Benar saja, ia menemukan Hermione duduk disofa. Tangannya ditangkupkan kewajahnya. Harry berjalan dengan perlahan mendekatinya. Tampaknya Hermione tidak menyadari kehadirannya.

"Hermione…." panggilnya lirih.

Hermione tersentak karena terkejut, kemudian memandang Harry. Pandangannya penuh kekakuan dan kecanggungan.

Harry duduk disebelahnya, menjaga jarak yang cukup.

"Harry…" Hermione mendesah. Dan itu mengingatkanku pada momen mereka tadi.

"Hermione, dengar" Harry memulai,"Maafkan aku….aku….aku tidak tahu apa yang aku lakukan tadi. Sungguh….aku…."

"Harry, kau yang dengar," ujar Hermione tegas,"Aku….aku sudah memikirkan tentang ini. Sebaiknya kita lupakan saja apa yang terjadi, oke? Anggap hal ini tidak pernah terjadi. Kita kembali ke hubungan kita semula,"

Butuh beberapa detik untuk mencernanya."Jadi….kau ingin melupakannya?"

"Tentu saja," ujar Hermione.

Seharusnya suaranya terdengar jelas, tapi pintu didepan mereka terjeblak dengan begitu keras. Hancur berkeping-keping. Tiga orang lelaki masuk, memakai topeng dan jubah hitam, para pelahap maut.

Harry dan Hermione bangkit, tongkat siap ditangan mereka."Avada Kedavra," teriak seorang pelahap maut kepada Hermione. Harry mendorong Hermione kebelakang untuk menghindarkannya.

"Supefy," teriaknya sebagai ganti. Pelahap maut itu terlempar beberapa meter kebelakang. Tapi belasan pelahap maut lain muncul sebagai ganti. Mungkin lebih. Harry berdiri didepan Hermione sebagai tameng.

Ia tidak yakin bisa mengalahkan penyihir sebanyak itu. Sangat, sangat tidak yakin. Tapi, jika ia harus mati. Kenapa tidak sekarang?

Tepat ketika Harry hendak menutup matanya, pasrah. Kilatan lain muncul. Melemparkan beberapa pelahap maut langsung. Mungkin membunuh mereka. Ia membuka kembali matanya. Tapi, ia tak bisa menatap apapun lagi selain cahaya yang menyilaukan.

Kemudian seseorang menutupi pandangannya. Seorang lelaki jangkung berambut merah, Ron. Pemuda itu menyentuh lengan Harry dan Hermione, kemudian mereka menghilang kedalam udara.

Harry jatuh terengah-engah di Grimmauld Place. Hermione pun sama. Ia terhuyung-huyung tapi pemuda yang tadi menyelamatkannya menangkapnya tepat sebelum ia terjatuh kemudian Hermione memeluknya.

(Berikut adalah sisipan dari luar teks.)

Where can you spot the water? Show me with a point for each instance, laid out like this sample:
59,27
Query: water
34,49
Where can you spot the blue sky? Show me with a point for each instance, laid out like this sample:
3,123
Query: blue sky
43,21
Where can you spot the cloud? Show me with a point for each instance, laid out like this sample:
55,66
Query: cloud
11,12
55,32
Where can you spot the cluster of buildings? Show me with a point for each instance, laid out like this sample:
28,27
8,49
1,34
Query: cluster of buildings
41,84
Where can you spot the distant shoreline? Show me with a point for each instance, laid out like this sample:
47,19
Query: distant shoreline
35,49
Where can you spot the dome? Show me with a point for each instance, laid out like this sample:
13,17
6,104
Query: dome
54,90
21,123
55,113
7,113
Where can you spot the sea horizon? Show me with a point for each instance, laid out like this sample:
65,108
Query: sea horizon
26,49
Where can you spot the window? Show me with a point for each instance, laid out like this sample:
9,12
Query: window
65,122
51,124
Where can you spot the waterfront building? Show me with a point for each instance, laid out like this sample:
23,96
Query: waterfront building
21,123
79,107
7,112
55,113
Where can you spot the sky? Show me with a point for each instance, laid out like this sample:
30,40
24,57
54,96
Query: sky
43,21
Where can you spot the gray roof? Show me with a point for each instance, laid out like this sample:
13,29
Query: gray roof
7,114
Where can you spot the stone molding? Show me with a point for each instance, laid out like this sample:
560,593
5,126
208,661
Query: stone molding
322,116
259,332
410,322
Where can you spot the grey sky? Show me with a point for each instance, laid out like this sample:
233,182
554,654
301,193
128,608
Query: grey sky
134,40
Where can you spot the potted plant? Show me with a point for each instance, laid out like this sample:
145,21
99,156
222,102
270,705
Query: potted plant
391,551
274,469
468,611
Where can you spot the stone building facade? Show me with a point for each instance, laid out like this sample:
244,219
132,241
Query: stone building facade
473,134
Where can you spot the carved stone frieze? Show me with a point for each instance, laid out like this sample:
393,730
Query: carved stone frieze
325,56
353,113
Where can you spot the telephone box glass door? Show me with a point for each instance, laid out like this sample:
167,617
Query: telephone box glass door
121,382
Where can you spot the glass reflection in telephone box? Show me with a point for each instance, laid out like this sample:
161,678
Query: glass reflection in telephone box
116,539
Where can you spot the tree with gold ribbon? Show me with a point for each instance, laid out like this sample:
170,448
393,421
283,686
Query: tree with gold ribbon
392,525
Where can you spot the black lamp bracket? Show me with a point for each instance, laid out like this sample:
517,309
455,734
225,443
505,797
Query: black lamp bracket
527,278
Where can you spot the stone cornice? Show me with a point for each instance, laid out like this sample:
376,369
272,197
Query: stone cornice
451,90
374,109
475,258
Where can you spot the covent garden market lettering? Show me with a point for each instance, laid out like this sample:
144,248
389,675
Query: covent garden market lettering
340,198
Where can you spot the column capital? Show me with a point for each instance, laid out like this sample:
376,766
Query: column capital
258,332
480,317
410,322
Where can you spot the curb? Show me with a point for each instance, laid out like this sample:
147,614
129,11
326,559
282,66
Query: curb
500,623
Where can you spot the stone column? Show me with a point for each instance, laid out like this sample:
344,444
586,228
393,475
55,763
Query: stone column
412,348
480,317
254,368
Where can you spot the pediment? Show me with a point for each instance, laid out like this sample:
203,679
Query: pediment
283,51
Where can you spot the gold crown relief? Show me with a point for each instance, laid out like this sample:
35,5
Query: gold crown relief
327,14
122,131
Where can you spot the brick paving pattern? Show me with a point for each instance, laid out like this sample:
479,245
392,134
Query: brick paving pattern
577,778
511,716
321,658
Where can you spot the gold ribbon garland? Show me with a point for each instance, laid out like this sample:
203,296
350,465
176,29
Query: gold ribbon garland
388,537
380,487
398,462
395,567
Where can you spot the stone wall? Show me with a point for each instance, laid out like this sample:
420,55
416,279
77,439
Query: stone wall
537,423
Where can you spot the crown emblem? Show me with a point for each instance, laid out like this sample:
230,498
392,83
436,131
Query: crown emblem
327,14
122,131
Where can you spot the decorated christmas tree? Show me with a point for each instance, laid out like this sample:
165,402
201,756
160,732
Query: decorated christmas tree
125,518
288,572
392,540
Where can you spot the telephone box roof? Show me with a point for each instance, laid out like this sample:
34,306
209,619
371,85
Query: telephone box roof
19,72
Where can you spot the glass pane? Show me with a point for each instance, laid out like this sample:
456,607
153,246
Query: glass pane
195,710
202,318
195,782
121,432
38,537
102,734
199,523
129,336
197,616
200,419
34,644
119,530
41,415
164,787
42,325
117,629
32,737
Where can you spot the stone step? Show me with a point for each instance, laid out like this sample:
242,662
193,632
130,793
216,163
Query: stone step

Setelah nafasnya mulai teratur Harry mulai berdiri."Ron," panggilnya. Ron melepaskan pelukan Hermione dan memeluk Harry. "Ron, bagaimana? Kukira kau…." Suara Harry terputus.

"Ceritanya panjang kawan," ujar Ron. Ia tersenyum lebar, hampir menyeringai.

Kemudian menatap kedua sahabatnya."Tapi, hei, kita bertiga masih disini, kan? Kita bertiga masih hidup dan nggak ada yang berubah, kan? Kita bertiga akan melawan Pangeran Kegelapan sampai akhir, kan?"

Harry memaksakan sebuah senyuman dan mengangguk lemah. Ia menatap Hermione yang segera mengalihkan pandangannya, menghindari tatapan Harry. Tidak, keadaan tidak sama lagi.